キリストの墓, 新郷村
Most people believe that Jesus Christ died on the cross at Golgotha in Jerusalem over 2000 years ago. Not so, according to legend in the far north of Japan in the small village of Shingo in Aomori Prefecture.
Claims that Jesus did not in fact die on the Cross in Jerusalem but that his brother, known in Japan as Isukiri, took his place began in the 1930s, with the "discovery" of an ancient divine text. Jesus supposedly fled to the Tohoku region of Japan via Siberia and took up rice farming, living to the ripe old age of 106.
Now the site of the Tomb of Christ consists of two wooden crosses marking the tombs of Jesus and his brother, a meditation path and a museum housing the sacred documents. There's even a commemorative stone from the Israeli government marking the spot, no doubt glad to wash their hands of any inherited historic responsibility for Christ's torture and execution, for which they have been blamed over the centuries.
Shingo village is a long, winding 31km along Route 454 off Route 103 from Towado-ko. Nearby are the equally mysterious Oishigami Pyramids, supposedly predating the Egyptian Pyramids. Total nonsense of course as they are a grouping of boulders, but let's not let the truth get in the way of a good story.

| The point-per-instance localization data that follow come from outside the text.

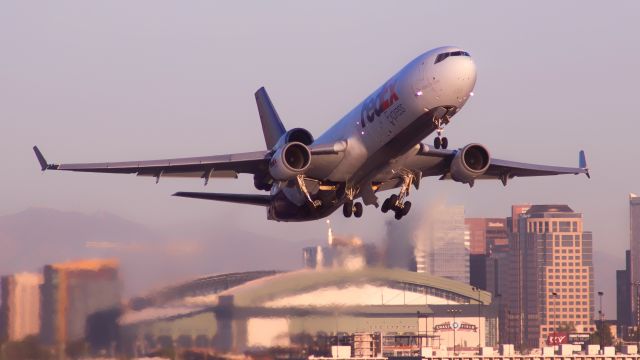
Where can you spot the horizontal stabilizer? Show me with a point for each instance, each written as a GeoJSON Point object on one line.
{"type": "Point", "coordinates": [582, 163]}
{"type": "Point", "coordinates": [249, 199]}
{"type": "Point", "coordinates": [43, 162]}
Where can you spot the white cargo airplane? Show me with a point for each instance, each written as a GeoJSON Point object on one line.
{"type": "Point", "coordinates": [375, 147]}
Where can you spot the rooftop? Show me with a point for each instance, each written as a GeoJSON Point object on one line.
{"type": "Point", "coordinates": [536, 209]}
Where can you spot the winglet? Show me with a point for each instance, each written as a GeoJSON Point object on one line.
{"type": "Point", "coordinates": [582, 163]}
{"type": "Point", "coordinates": [43, 162]}
{"type": "Point", "coordinates": [41, 159]}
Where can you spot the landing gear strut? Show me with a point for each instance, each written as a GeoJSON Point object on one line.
{"type": "Point", "coordinates": [352, 208]}
{"type": "Point", "coordinates": [440, 141]}
{"type": "Point", "coordinates": [396, 202]}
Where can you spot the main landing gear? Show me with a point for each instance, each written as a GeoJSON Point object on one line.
{"type": "Point", "coordinates": [396, 202]}
{"type": "Point", "coordinates": [352, 208]}
{"type": "Point", "coordinates": [440, 141]}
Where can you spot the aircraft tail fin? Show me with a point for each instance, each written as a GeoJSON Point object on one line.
{"type": "Point", "coordinates": [248, 199]}
{"type": "Point", "coordinates": [272, 127]}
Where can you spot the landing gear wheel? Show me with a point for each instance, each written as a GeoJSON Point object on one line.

One explanation for the Tomb of Christ appearing in northern Japan is that a local "Hidden Christian" (Kakure Kirishitan 隠れキリシタン) in the Edo Period had passed himself off as The Saviour in a fervor of religious belief and these old, half-remembered tales formed the basis of the "sacred documents" later revealed in the tempestuous, seemingly apocalyptic times of the 1930s.